The pitch to motorists and car owners comes after the Conservatives’ narrow victory in the Uxbridge and Ruislip by-election earlier this month, which saw the Tory candidate tap into local concerns about the expansion of London’s ultra-low emissions zone (Ulez).

That success has seen some Tory MPs on the right of the party urge the PM to engage in a rethink on net zero, amid hopes of attacking Labour’s green ambitions. The spread of LTNs in particular has emerged as a concern among some members of the Conservative Party.

In a letter published today, 43 Conservative MPs and peers called on Mr Sunak to delay the ban on the sale of petrol and diesel cars from the current deadline of 2030 to 2035. The politicians - including former minister Sir Jacob-Rees Mogg and ex-party leader Sir Iain Duncan Smith - called the policy "heavy-handed", and claimed it would do "grave harm to the economy".

Mr Sunak ruled out any shift in the government’s position, telling the Telegraph: “The 2030 target has been our policy for a long time and continues to be. We are not considering a delay to that date.”

Conservative MP Nick Fletcher suggested in the Commons earlier this year that traffic control plans being mooted by local councils across the UK were part of an “international socialist concept” which would take away personal liberties.

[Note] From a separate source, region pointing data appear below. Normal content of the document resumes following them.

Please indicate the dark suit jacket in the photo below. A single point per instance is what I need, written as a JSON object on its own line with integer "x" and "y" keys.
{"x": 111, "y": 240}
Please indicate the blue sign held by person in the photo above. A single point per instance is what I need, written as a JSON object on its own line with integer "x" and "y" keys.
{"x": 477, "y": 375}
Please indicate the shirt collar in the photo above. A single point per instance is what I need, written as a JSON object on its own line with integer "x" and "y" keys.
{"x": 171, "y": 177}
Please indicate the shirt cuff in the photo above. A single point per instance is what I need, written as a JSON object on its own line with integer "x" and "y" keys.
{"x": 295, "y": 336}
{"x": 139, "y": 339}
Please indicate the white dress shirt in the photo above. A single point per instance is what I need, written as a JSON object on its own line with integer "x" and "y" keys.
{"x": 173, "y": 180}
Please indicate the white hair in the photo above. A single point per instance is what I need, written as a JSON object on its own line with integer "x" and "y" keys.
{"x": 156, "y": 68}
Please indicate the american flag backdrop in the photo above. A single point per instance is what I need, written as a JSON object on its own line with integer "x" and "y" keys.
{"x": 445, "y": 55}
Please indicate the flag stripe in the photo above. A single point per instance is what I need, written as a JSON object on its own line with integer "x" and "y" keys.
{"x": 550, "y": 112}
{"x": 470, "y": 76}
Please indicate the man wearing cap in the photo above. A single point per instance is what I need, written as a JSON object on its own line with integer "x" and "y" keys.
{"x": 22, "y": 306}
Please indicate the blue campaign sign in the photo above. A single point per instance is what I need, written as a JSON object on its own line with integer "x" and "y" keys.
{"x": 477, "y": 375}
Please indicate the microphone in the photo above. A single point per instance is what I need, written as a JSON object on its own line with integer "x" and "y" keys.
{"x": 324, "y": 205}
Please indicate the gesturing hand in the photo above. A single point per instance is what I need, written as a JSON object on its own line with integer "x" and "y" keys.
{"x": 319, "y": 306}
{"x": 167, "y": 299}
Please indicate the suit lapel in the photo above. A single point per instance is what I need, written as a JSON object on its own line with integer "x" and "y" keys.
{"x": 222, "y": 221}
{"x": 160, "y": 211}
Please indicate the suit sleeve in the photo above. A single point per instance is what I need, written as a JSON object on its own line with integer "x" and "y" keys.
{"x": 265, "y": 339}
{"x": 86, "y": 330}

The Prime Minister has recently doubled down on attacks on Sir Keir Starmer amid the row over the Ulez scheme, which is being pushed by London Mayor Sadiq Khan. “I’ve become slightly more alarmed by the Labour Party’s position. It’s quite anti-motorist,” Mr Sunak claimed.

The Labour leader and other senior party figures have called on Mr Khan to reflect on the policy following the Uxbridge defeat.

The capital’s mayor has promised to listen to Londoners while also stressing the urgent need to clean up the city’s air.